I was writing this super heady crazy thing about how I was in New York and I woke up in this hotel room that I never intended to be in (with friends, not strangers, uh, to be clear), with all of these fuzzy feelings from nowhere because wine and meatballs are weird and kind of awesome in that way. And Occupy Wall Street was all over the television that I never turn on in the morning because I hate noise in the morning, but the person left with me in that room needs noise in the morning, because we're all so different, right?
And it reminded me that the previous day, before I beautifully ran into Diane, and then Neil and Amy, in the lobby , I had entirely intended to take myself down to the protest to shoot pictures of it for...some reason. Posterity? Documentation of something actually happening in a mostly reactive, crazed society? Yes, I guess. I mean, I live in the D.C. area. I've seen the Occupy D.C. site (the one before it moved, anyway.) I could shoot that. But New York, where Wall Street is, seemed a more important site to document.
Except then after a period of traveling I saw friends I never see, whose powerful words reach me through a medium that didn't exist until I was an adult, who matter to me in a distinct and powerful way that I don't always remember until I see their faces and bodies and hear their voices again. So I decided it was more important to stay in a hotel bar and talk to them about writing and their lives and what they wanted from tomorrow and whenever.
I was correct. It was, and they were, more important. It really was. I have not one regret.

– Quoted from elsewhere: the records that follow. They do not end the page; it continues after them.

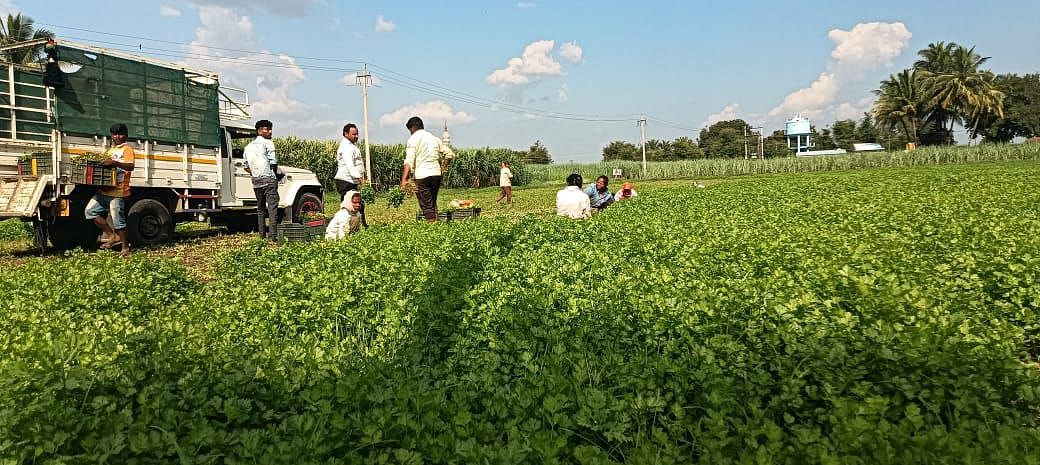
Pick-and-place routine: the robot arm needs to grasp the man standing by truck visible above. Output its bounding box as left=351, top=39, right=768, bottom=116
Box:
left=400, top=117, right=454, bottom=223
left=336, top=123, right=368, bottom=228
left=83, top=123, right=134, bottom=257
left=244, top=120, right=280, bottom=241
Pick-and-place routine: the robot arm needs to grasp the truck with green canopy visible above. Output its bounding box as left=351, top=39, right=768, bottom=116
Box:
left=0, top=41, right=323, bottom=250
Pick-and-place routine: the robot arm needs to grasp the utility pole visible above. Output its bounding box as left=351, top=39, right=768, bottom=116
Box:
left=357, top=63, right=372, bottom=184
left=744, top=124, right=748, bottom=160
left=744, top=125, right=765, bottom=159
left=639, top=117, right=647, bottom=177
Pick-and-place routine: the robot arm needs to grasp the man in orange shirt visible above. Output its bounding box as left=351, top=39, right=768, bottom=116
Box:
left=84, top=123, right=134, bottom=257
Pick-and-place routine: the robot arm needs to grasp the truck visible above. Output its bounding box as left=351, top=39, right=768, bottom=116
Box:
left=0, top=40, right=324, bottom=250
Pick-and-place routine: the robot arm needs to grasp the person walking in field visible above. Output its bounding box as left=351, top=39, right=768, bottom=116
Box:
left=495, top=161, right=513, bottom=204
left=326, top=190, right=363, bottom=239
left=244, top=120, right=281, bottom=241
left=335, top=123, right=368, bottom=228
left=400, top=117, right=454, bottom=223
left=614, top=181, right=639, bottom=202
left=586, top=175, right=614, bottom=211
left=556, top=173, right=592, bottom=219
left=83, top=123, right=134, bottom=257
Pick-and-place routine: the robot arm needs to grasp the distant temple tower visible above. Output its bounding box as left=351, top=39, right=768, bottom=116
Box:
left=784, top=114, right=813, bottom=154
left=441, top=121, right=451, bottom=146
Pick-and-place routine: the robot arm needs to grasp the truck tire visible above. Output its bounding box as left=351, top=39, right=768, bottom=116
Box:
left=292, top=192, right=324, bottom=223
left=127, top=199, right=174, bottom=246
left=47, top=217, right=101, bottom=251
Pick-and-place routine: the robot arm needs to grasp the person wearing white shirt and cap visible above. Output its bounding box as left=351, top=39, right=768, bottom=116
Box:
left=245, top=120, right=281, bottom=241
left=326, top=190, right=361, bottom=239
left=556, top=173, right=592, bottom=219
left=495, top=161, right=513, bottom=204
left=400, top=117, right=454, bottom=223
left=335, top=123, right=368, bottom=228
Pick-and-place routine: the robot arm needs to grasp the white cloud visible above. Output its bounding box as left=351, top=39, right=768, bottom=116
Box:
left=833, top=97, right=874, bottom=120
left=0, top=0, right=21, bottom=17
left=191, top=0, right=312, bottom=17
left=375, top=15, right=397, bottom=32
left=701, top=103, right=740, bottom=128
left=486, top=41, right=563, bottom=87
left=187, top=6, right=308, bottom=121
left=159, top=4, right=181, bottom=18
left=769, top=22, right=912, bottom=118
left=560, top=42, right=581, bottom=63
left=380, top=100, right=475, bottom=128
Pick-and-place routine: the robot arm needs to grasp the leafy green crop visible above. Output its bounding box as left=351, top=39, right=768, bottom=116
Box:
left=0, top=163, right=1040, bottom=464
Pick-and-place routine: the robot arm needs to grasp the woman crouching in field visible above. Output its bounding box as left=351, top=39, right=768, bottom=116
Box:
left=326, top=190, right=368, bottom=239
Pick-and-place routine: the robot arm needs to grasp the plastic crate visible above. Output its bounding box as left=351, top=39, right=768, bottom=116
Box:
left=18, top=152, right=53, bottom=176
left=451, top=207, right=480, bottom=222
left=69, top=161, right=115, bottom=187
left=278, top=223, right=326, bottom=242
left=415, top=211, right=452, bottom=223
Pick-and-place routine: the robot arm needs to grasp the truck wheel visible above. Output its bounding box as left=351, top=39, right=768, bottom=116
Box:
left=292, top=192, right=324, bottom=223
left=47, top=216, right=101, bottom=251
left=127, top=199, right=174, bottom=246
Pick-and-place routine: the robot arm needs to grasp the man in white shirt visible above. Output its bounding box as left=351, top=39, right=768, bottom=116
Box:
left=244, top=120, right=281, bottom=241
left=495, top=161, right=513, bottom=204
left=400, top=117, right=454, bottom=222
left=335, top=123, right=368, bottom=228
left=556, top=173, right=592, bottom=219
left=336, top=123, right=365, bottom=198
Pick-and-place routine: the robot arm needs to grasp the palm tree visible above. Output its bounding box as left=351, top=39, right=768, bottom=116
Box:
left=0, top=14, right=54, bottom=64
left=928, top=46, right=1004, bottom=138
left=874, top=69, right=925, bottom=145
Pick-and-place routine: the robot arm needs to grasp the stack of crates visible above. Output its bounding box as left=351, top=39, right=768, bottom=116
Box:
left=278, top=222, right=326, bottom=242
left=69, top=161, right=115, bottom=186
left=18, top=152, right=54, bottom=176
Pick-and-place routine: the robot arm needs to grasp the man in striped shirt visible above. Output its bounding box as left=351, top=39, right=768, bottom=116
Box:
left=400, top=117, right=454, bottom=222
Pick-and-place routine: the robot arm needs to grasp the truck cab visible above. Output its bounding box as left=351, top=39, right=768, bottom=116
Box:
left=0, top=42, right=323, bottom=250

But what was funny was when I ended up in that room the next day, with that news story playing, I muttered "civil disobedience" aloud when I heard it. I've always liked the concept, and how the phrase sounds. There's probably not enough of it. And I wasn't sure what it meant that I'd skipped observing a powerful display of it in action for a conference about how to write better, about how to put my voice into the world in some kind of constructive way, but I knew that that was all there was for me to do, for a number of reasons.
None of this is easy, really. This world, this country, our states and counties and on down to our individual lives. We do the best we can, for the most part.

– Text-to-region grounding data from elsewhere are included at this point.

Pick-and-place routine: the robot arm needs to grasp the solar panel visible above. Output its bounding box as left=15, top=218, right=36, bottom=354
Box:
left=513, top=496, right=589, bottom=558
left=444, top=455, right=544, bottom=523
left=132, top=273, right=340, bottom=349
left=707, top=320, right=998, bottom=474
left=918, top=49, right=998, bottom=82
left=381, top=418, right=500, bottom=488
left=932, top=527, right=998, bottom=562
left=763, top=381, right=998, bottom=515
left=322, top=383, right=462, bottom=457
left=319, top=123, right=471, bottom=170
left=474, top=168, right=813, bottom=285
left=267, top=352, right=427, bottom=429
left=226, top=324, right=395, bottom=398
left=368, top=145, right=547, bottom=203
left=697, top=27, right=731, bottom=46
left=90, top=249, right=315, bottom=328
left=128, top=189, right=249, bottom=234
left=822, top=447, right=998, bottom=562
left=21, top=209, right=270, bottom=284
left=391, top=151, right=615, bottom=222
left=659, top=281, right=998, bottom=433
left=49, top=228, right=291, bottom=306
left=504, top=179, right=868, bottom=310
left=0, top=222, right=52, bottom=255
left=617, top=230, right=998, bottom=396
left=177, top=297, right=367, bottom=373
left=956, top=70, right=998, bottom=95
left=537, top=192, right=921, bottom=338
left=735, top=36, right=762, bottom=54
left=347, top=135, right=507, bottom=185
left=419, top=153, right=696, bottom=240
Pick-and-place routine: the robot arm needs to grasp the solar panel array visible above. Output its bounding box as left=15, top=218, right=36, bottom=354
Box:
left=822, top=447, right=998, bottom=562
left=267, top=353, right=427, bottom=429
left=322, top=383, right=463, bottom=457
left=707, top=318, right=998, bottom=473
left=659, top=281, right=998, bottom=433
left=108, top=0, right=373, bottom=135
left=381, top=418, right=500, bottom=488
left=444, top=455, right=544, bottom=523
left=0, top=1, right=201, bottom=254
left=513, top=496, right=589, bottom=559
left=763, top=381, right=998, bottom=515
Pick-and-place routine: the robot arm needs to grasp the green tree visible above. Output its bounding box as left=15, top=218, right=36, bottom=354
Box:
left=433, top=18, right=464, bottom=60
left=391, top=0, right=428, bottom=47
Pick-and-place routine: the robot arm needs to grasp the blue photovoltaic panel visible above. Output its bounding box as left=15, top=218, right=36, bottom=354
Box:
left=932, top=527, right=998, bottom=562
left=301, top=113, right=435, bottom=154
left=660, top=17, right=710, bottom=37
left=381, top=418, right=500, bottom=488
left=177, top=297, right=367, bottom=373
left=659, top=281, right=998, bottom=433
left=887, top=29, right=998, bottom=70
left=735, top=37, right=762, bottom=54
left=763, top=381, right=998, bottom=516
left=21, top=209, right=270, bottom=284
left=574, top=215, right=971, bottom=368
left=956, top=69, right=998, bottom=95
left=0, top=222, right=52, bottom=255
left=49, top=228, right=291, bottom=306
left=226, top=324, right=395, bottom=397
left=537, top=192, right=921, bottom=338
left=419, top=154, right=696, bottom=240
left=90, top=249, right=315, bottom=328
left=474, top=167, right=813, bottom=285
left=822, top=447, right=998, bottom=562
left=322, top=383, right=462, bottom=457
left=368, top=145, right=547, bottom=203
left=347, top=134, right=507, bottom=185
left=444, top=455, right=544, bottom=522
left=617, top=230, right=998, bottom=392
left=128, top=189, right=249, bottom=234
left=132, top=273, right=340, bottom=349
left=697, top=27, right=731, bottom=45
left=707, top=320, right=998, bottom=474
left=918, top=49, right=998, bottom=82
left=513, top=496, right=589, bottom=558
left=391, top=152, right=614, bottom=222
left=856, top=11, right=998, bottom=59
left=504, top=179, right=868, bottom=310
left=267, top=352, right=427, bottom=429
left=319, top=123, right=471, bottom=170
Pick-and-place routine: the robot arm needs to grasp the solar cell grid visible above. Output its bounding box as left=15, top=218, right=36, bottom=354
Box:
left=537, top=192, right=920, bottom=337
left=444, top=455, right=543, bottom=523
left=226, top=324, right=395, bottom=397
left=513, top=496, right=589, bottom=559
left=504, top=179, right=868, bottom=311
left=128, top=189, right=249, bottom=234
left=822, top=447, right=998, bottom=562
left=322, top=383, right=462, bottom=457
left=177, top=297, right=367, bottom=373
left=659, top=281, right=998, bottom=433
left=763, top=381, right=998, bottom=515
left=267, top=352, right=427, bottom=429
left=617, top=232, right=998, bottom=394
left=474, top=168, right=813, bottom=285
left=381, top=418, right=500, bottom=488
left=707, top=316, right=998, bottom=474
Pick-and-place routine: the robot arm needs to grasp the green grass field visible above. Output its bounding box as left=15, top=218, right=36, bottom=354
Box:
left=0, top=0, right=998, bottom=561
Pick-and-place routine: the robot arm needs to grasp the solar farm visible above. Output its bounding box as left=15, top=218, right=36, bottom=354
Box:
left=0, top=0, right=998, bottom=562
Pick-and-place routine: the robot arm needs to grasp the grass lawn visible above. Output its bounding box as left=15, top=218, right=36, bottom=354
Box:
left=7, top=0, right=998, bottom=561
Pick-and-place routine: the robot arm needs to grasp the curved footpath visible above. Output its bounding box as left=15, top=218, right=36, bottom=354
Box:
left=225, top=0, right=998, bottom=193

I just know I woke up in that room happy, oddly comforted, and then someone turned on the television. There is a lot of noise.
We have to find our friends -- the people and spaces who and that will take care of our hearts and needs. We need to find the places where we can best spend our gifts, contribute whatever it is we're capable of and willing to give away. We have to find our refuge, no matter what anyone thinks, no matter what we thought it would look like before. I believe that now more than ever, even the parts that scare me.

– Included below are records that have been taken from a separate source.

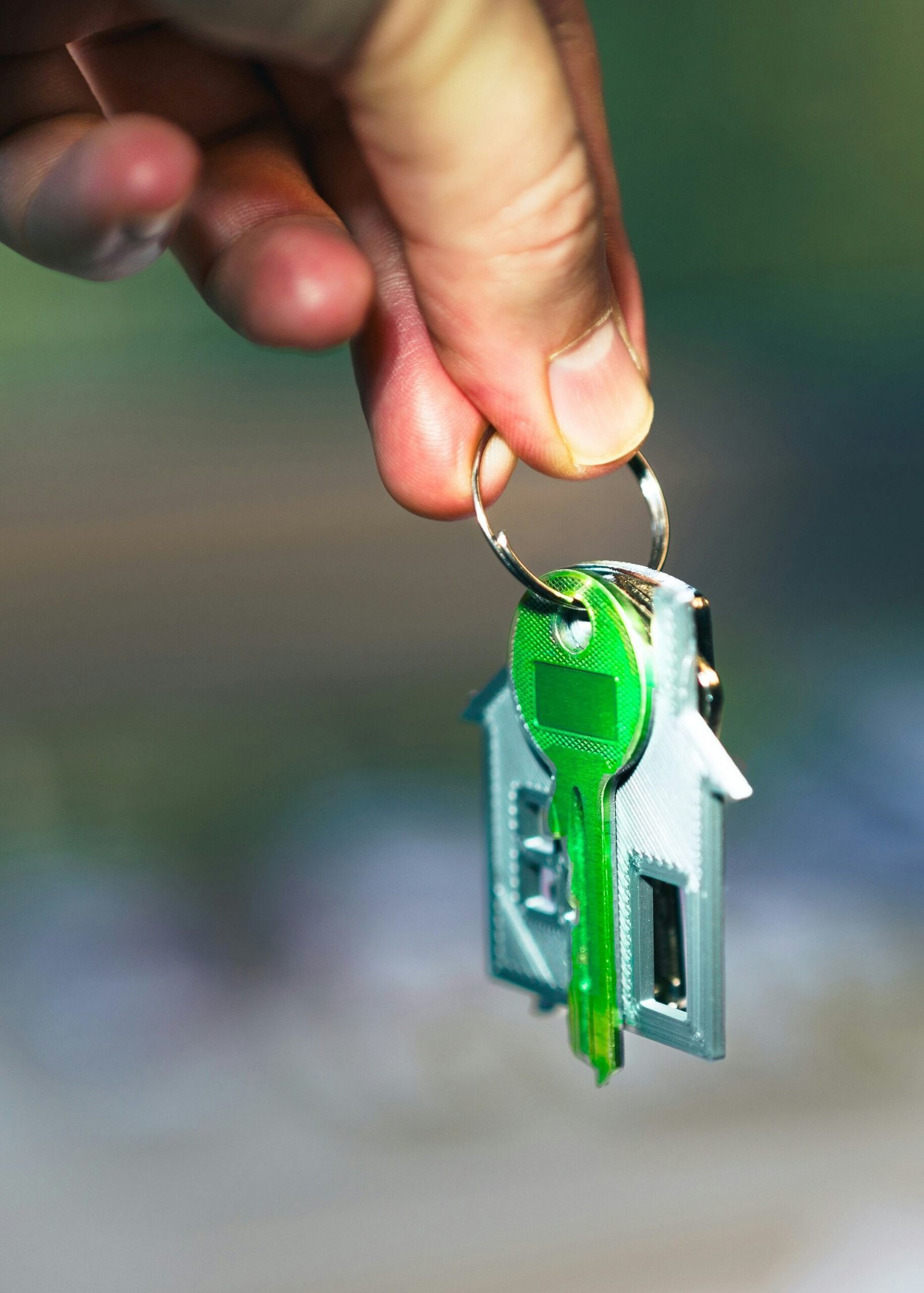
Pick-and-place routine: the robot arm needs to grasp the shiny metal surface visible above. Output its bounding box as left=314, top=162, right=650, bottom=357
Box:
left=472, top=427, right=670, bottom=613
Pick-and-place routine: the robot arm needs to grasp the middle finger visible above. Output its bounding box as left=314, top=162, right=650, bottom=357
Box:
left=72, top=22, right=372, bottom=348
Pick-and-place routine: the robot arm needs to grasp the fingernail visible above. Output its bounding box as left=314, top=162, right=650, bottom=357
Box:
left=25, top=176, right=182, bottom=282
left=549, top=313, right=654, bottom=467
left=79, top=206, right=182, bottom=281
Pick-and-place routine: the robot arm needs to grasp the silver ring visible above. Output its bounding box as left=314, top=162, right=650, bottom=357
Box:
left=472, top=427, right=670, bottom=610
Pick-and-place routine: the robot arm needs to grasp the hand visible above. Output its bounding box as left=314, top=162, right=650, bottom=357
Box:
left=0, top=0, right=651, bottom=517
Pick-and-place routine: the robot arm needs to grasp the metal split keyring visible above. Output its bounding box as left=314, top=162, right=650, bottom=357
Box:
left=472, top=427, right=670, bottom=612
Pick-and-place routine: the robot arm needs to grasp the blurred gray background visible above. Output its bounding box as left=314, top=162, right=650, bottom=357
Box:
left=0, top=0, right=924, bottom=1293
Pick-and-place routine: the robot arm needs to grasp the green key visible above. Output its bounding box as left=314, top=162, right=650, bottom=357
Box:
left=511, top=570, right=653, bottom=1085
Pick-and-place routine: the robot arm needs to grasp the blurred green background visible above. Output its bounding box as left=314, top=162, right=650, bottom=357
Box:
left=0, top=8, right=924, bottom=1293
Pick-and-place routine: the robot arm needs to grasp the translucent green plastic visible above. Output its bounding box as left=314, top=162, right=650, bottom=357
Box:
left=511, top=570, right=653, bottom=1083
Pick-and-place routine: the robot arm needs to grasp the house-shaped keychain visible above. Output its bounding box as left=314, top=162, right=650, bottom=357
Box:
left=464, top=562, right=751, bottom=1059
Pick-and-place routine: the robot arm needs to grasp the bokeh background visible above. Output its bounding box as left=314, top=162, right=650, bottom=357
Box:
left=0, top=0, right=924, bottom=1293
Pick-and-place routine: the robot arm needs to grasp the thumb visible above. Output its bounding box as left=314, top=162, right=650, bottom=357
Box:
left=155, top=0, right=653, bottom=476
left=344, top=0, right=653, bottom=475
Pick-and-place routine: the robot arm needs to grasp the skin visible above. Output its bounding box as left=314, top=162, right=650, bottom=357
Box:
left=0, top=0, right=651, bottom=519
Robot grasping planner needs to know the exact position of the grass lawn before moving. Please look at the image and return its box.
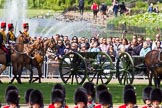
[0,83,146,105]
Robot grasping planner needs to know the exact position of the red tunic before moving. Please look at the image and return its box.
[119,104,127,108]
[48,104,69,108]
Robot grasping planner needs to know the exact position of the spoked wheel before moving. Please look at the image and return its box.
[59,52,87,84]
[87,52,113,84]
[116,52,134,85]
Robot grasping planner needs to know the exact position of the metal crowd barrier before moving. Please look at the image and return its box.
[0,57,60,78]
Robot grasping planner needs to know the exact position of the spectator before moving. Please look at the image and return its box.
[91,2,98,20]
[100,3,107,23]
[142,86,152,108]
[113,1,119,17]
[140,42,151,57]
[74,87,88,108]
[88,42,100,52]
[94,90,113,108]
[24,88,34,105]
[3,90,19,108]
[79,0,84,15]
[96,84,108,102]
[29,90,44,108]
[55,40,65,63]
[119,89,137,108]
[107,45,117,62]
[48,89,68,108]
[83,82,96,108]
[148,3,153,13]
[150,88,162,108]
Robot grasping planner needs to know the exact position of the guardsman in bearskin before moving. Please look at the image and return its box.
[48,89,69,108]
[0,22,11,66]
[7,23,16,44]
[29,90,44,108]
[94,90,113,108]
[142,86,152,108]
[3,90,19,108]
[119,89,137,108]
[83,82,96,108]
[24,88,34,105]
[150,88,162,108]
[74,87,88,108]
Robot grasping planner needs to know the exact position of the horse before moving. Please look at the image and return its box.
[145,50,162,87]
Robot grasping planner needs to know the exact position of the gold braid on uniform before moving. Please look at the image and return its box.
[8,31,15,41]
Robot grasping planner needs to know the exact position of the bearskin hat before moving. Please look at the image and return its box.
[6,90,19,105]
[1,22,6,28]
[5,85,19,96]
[29,90,43,106]
[150,88,162,103]
[83,82,95,99]
[74,87,88,105]
[52,83,66,97]
[124,89,136,104]
[23,23,29,28]
[8,23,14,30]
[99,90,112,106]
[96,84,108,97]
[51,89,65,104]
[24,88,34,103]
[142,86,152,103]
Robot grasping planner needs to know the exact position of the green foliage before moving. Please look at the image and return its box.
[108,12,162,36]
[136,1,148,8]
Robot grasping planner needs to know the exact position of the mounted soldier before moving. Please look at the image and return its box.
[7,23,16,44]
[0,22,11,66]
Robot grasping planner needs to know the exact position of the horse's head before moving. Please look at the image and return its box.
[17,31,29,44]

I thought this was a midlife crisis, I really did. But what I think it is now is waking up. It's as harsh as every morning. It's as challenging as unfailingly fucking up my coffee beans to water ratio. It's the most essential thing, I think, that I've ever done.
I hate it and I love it. I don't know if you or anyone will like me on the other side, and the most perfect thing is that while I do still care about that, that I don't care about it the most. That's a big deal. Not to demean anyone who is sitting in a specific place to advance a much larger cause, but I think that's an occupation of something.